Introduction Neutrophils play a central role in eliminating bacterial pathogens, but may also contribute to end-organ damage. Interleukin-8 (IL-8), a key modulator of neutrophil function, signals through neutrophil specific surface receptors CXCR-1 and CXCR-2. Expression of these surface receptors can be altered by perfusion through an extracorporeal device. Extracorporeal methods of immune modulation have shown promise for treatment of sepsis; however, achieving an appropriate response is a major challenge [1]. In this study a mechanistic mathematical model was used to evaluate and deploy an extracorporeal sepsis treatment that modulates CXCR-1/2 levels. Methods A simplified mechanistic mathematical model of IL-8- mediated activation of CXCR-1/2 receptors was developed. Receptor-level dynamics and systemic parameters are coupled with multiple neutrophil phenotypes to generate dynamic populations of activated neutrophils that reduce pathogen load, and/or primed neutrophils that cause adverse tissue damage when misdirected. The mathematical model was calibrated using experimental data from baboons administered a 2-hour infusion of E. coli and followed for a maximum of 28 days. An extracorporeal intervention was implemented by introducing a trapped receptor state that limits IL-8 signaling through CXCR-1/2. Time of onset, duration, and capture efficacy of the extracorporeal device were explored to provide probabilistic predictions of the impact on mortality.

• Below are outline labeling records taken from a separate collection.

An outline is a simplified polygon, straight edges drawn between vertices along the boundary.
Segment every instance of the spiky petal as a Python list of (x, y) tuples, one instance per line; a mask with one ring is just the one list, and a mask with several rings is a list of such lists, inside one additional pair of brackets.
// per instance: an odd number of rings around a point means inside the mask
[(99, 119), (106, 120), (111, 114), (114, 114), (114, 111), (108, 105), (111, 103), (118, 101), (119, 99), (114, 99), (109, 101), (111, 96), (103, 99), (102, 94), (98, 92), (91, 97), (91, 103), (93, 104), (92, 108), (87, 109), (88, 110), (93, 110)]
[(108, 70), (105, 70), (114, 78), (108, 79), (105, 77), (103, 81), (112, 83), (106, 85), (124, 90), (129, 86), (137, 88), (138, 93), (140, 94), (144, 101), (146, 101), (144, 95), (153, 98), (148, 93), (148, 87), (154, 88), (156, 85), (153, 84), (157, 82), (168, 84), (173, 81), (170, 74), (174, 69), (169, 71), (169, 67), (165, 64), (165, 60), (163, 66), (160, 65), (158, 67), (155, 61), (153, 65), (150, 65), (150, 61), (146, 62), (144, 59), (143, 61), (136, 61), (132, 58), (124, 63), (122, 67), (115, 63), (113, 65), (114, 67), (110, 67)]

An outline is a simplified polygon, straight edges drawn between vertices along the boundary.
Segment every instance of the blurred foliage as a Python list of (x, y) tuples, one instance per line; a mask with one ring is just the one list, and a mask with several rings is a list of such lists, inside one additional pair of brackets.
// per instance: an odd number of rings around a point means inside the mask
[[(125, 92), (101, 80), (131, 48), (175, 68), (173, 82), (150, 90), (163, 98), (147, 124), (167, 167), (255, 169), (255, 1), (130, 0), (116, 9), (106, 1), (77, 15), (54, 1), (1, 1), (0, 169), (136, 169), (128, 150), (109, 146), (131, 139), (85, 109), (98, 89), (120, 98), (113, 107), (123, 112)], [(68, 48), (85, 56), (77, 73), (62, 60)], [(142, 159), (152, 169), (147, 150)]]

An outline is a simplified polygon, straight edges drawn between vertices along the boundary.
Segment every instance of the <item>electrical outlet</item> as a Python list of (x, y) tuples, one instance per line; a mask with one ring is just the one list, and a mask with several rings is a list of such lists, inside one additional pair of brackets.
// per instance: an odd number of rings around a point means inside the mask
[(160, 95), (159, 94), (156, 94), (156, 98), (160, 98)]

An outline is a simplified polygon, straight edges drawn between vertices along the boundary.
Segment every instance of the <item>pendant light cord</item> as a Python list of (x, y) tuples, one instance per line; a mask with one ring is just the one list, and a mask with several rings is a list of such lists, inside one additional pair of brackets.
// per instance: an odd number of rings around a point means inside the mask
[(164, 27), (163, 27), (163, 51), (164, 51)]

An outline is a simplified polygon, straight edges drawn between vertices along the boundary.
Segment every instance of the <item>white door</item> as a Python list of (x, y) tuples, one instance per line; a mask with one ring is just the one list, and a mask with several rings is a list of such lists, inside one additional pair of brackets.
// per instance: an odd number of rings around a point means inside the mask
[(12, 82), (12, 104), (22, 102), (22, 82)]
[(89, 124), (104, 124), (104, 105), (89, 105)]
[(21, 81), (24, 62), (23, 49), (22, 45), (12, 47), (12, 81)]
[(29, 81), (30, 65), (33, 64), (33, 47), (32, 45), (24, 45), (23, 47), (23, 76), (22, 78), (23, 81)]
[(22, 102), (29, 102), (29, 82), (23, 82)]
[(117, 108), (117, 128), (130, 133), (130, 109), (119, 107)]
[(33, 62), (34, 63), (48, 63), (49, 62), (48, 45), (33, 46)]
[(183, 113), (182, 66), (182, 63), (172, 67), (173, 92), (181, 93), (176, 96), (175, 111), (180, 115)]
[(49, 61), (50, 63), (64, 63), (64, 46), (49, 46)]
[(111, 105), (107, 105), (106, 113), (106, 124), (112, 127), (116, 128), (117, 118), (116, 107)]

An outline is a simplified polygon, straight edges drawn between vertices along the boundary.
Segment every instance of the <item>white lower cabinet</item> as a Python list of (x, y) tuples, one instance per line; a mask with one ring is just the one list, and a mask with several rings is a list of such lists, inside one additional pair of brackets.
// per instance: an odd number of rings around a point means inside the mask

Results Of 16 baboons, 11 (69%) died, six (38%) within 1 day of bacterial infusion. The model was well calibrated to the data from survivors and nonsurvivors. Sensitivity analysis identified six model parameters, out of 21, as key determinants of mortality. Predictions indicate best effect with introduction of the proposed extracorporeal intervention within 1 hour of infection for a 72-hour duration, results in the survivor population increasing from 31% to 61%. The treatment can result in harm if initiated <10 hours from infection and continued <24 hours. A delay of 10 hours increases survival by 7% on average. Treatment efficacy quickly diminishes if not introduced within 15 hours of infection. Conclusion These findings support the continued development of an extracorporeal treatment that modulates CXCR-1/2 levels. Further development of the mathematical model will help guide device development and determine which patient populations should be targeted by treatment.